Alain Cavalière, nouveau président du tribunal de commerce de Perpignan
La rentrée solennelle 2016 du tribunal de commerce de Perpignan, le 18 janvier, a été l’occasion pour Alphonse Gonzalez de céder son fauteuil de président (après 8 ans) à Alain Cavalière, issu du monde de l’immobilier et vice-président de la juridiction. Membre de l’institution depuis 12 ans, celui-ci déclare qu'« il n’y aura pas de révolutions, mais quelques évolutions », comptant ainsi suivre les traces de ses prédécesseurs Alphonse Gonzalez et Marcel Piet, avec sa « propre vision des choses. » Le nouveau président constate avec amertume que « le tribunal de commerce est une juridiction sans moyen » mais le plus grand défi de cette mandature sera l’intégration de 40 % de nouveaux magistrats (10 juges) dans l’effectif. « Un renouvellement de cette importante est une première et un challenge pour le tribunal », indique-t-il.
+ 9,14 % des ouvertures de procédures collectives en 2015
En 2015, la juridiction enregistre une hausse de 9,14 % des ouvertures de procédures collectives. « Le nombre d’ouverture de procédures collectives flirte à nouveau avec le record de 2013. 645 procédures ont été ouvertes contre 591 en 2014, anéantissent ainsi l’espoir d’une croissance qui commençait à s’annoncer fin 2014 » souligne Alphonse Gonzalez (678 en 2013 NDLR).
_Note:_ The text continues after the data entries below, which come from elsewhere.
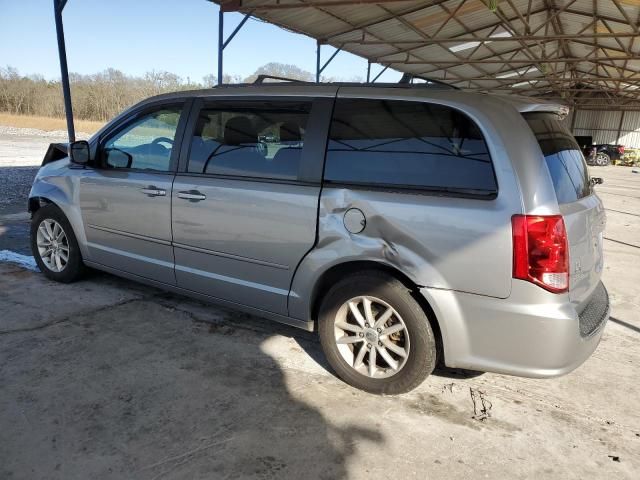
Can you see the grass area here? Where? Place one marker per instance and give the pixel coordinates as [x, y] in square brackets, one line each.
[47, 123]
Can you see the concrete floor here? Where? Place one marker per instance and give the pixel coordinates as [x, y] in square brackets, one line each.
[108, 379]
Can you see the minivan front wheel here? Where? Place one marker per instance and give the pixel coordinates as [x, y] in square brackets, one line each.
[54, 245]
[375, 335]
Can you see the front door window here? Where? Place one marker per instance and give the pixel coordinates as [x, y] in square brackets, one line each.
[145, 144]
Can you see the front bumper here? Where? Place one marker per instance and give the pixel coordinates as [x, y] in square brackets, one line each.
[533, 333]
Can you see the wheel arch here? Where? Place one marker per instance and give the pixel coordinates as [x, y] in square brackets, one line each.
[340, 270]
[58, 198]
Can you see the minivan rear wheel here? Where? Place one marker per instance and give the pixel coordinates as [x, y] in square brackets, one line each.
[375, 335]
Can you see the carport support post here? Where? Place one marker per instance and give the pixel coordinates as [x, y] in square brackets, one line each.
[58, 6]
[320, 69]
[318, 62]
[220, 43]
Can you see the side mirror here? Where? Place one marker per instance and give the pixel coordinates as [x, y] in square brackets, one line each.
[116, 158]
[79, 152]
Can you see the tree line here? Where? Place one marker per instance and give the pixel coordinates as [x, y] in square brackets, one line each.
[102, 95]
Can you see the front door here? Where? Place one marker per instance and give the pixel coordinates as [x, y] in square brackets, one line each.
[126, 200]
[245, 206]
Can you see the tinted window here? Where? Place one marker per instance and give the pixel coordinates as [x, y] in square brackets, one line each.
[262, 139]
[407, 144]
[563, 156]
[144, 144]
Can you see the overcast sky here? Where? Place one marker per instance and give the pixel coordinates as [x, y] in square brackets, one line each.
[137, 36]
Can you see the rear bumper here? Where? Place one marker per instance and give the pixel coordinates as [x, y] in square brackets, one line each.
[532, 333]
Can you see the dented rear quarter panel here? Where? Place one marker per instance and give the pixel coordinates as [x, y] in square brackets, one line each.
[439, 242]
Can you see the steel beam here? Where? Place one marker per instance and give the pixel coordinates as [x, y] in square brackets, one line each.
[513, 38]
[222, 43]
[58, 6]
[237, 5]
[520, 61]
[380, 74]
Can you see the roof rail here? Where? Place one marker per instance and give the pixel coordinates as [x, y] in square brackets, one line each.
[262, 77]
[407, 78]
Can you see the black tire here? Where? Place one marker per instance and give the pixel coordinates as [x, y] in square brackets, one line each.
[421, 359]
[74, 267]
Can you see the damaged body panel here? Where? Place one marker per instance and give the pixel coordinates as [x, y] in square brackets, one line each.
[266, 198]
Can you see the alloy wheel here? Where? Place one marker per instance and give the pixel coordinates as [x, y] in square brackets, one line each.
[371, 337]
[53, 245]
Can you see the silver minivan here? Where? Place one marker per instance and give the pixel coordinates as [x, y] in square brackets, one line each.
[409, 225]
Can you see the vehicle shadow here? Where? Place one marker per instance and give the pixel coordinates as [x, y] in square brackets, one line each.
[160, 386]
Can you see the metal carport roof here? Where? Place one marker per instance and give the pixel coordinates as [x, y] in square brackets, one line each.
[583, 52]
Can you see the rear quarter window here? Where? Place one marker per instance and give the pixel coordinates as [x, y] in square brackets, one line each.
[563, 156]
[405, 144]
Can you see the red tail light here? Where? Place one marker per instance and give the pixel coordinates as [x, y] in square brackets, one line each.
[540, 251]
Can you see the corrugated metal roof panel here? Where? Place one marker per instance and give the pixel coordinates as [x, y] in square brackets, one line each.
[348, 21]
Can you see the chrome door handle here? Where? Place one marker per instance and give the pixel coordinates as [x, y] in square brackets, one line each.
[192, 195]
[152, 191]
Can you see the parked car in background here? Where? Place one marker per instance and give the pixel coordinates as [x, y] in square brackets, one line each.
[408, 225]
[607, 154]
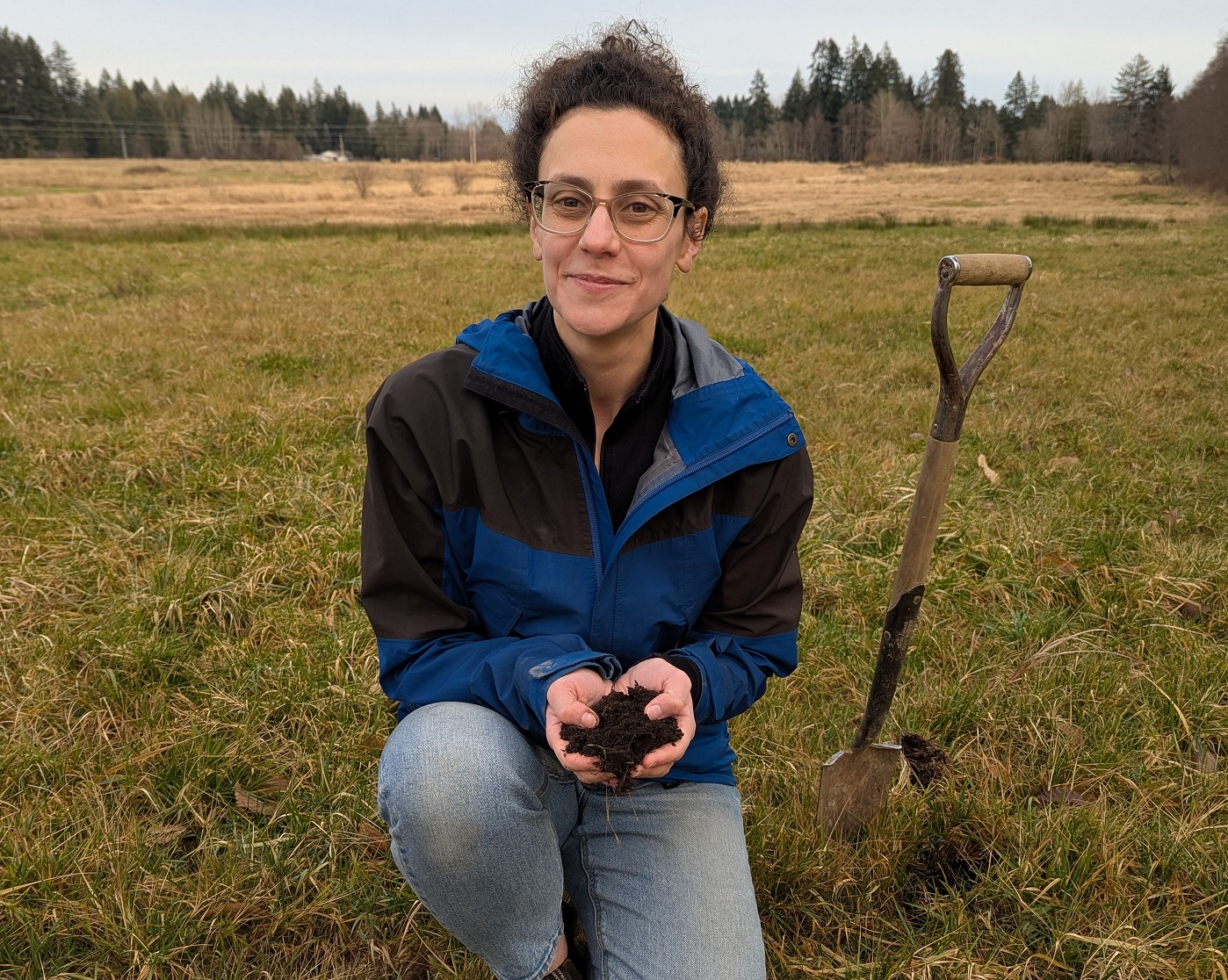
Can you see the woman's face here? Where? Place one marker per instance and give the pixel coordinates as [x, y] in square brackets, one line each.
[601, 285]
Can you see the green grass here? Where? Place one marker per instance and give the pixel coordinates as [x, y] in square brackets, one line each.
[189, 721]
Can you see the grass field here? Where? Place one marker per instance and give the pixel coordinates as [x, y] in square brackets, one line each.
[48, 197]
[189, 720]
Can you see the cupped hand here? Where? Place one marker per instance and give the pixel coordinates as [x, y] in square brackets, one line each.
[673, 700]
[568, 702]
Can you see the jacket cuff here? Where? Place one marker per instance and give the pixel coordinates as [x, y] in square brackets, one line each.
[537, 678]
[691, 669]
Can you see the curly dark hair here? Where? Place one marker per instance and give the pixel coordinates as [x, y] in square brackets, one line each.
[625, 65]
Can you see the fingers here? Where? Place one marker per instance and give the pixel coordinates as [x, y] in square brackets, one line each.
[667, 705]
[576, 712]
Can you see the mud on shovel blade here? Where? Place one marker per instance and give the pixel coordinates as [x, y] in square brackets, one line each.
[855, 782]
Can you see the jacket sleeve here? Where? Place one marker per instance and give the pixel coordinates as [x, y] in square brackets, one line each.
[434, 647]
[748, 629]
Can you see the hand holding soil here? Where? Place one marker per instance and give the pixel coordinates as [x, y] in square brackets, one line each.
[624, 735]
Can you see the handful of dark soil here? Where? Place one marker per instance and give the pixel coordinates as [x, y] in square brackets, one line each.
[624, 735]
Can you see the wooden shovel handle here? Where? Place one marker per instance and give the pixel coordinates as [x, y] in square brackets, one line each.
[984, 269]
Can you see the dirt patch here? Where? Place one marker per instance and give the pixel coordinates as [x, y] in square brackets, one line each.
[624, 735]
[928, 763]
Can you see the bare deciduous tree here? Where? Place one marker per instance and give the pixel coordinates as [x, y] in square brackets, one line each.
[462, 176]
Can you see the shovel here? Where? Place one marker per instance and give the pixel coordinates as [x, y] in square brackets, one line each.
[856, 780]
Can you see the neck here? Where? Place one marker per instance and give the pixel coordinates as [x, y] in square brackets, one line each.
[611, 366]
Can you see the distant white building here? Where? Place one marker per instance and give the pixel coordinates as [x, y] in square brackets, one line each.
[330, 156]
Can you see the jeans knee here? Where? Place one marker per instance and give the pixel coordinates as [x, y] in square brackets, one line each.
[451, 764]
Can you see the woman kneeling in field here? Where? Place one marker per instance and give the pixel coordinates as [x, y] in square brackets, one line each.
[582, 495]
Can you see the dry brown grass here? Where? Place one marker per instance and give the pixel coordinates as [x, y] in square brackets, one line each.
[49, 194]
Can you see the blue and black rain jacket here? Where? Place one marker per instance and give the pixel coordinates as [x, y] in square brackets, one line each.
[490, 566]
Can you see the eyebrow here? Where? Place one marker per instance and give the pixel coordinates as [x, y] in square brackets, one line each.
[620, 187]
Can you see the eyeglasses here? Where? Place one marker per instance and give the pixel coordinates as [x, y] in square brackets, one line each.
[639, 216]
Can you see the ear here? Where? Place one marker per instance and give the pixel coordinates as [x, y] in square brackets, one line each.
[536, 236]
[693, 240]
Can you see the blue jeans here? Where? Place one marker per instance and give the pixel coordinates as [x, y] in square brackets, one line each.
[488, 829]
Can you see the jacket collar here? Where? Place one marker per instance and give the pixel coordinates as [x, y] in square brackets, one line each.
[506, 353]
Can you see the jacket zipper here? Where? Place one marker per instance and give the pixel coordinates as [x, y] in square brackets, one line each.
[595, 529]
[709, 461]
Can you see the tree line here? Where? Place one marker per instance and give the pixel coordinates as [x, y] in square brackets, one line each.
[855, 104]
[852, 104]
[46, 108]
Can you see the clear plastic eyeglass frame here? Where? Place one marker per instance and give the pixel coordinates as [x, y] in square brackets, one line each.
[537, 194]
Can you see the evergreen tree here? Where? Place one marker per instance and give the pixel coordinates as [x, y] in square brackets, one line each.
[796, 105]
[827, 80]
[858, 87]
[1134, 83]
[1015, 110]
[948, 82]
[761, 113]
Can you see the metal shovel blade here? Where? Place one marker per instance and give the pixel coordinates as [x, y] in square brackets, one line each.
[854, 788]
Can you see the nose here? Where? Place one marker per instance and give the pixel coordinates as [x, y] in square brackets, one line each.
[599, 234]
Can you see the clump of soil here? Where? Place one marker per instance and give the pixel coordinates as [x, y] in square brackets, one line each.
[926, 761]
[624, 735]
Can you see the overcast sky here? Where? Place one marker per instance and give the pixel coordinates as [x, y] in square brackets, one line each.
[453, 54]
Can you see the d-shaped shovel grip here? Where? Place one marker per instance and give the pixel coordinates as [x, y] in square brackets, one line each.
[937, 465]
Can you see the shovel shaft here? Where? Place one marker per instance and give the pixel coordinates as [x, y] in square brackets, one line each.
[937, 465]
[909, 586]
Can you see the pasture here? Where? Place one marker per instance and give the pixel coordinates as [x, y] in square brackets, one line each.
[189, 720]
[80, 196]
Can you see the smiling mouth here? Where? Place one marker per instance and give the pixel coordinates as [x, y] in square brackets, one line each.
[597, 280]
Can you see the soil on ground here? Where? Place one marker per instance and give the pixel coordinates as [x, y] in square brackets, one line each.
[928, 763]
[624, 735]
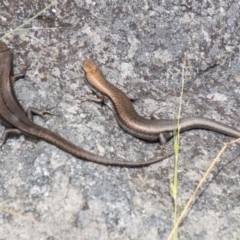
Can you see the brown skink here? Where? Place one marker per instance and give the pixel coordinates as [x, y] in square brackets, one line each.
[138, 126]
[14, 115]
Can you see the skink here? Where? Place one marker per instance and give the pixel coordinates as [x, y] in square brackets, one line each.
[138, 126]
[13, 114]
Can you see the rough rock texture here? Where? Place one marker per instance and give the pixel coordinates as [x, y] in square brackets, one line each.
[146, 48]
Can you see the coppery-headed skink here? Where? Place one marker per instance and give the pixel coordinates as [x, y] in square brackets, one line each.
[14, 115]
[138, 126]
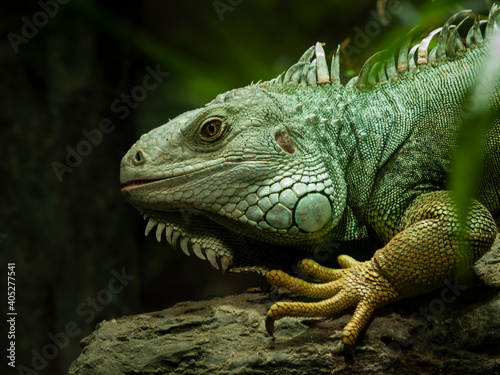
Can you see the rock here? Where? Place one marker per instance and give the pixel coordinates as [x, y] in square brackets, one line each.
[455, 330]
Selon lui, « les entreprises restent engluées dans une crise qui n’en fini plus ». 394 liquidations directes ont été prononcées soit une hausse de 5,63 % par rapport à 2014 (373 en 2014), 57 liquidations sur résolution de plan, 180 redressements judiciaires en hausse de 16,88 % (154 en 2014), 14 sauvegardes (10 en 2014) et 8 plans de sauvegarde ont été accordés (11 en 2014). « Le constat est toujours aussi dramatique : sur les entreprises qui continuent à vivre en procédure, un petit tiers trouve aujourd’hui une issue à ses difficultés, mais cela ne représente que 8% du total des ouvertures. Et les plans obtenus ont du mal à franchir le cap des 2 ou 3 ans… C’est sur un bien triste constat que je quitte mes fonctions », conclut Alphonse Gonzalez.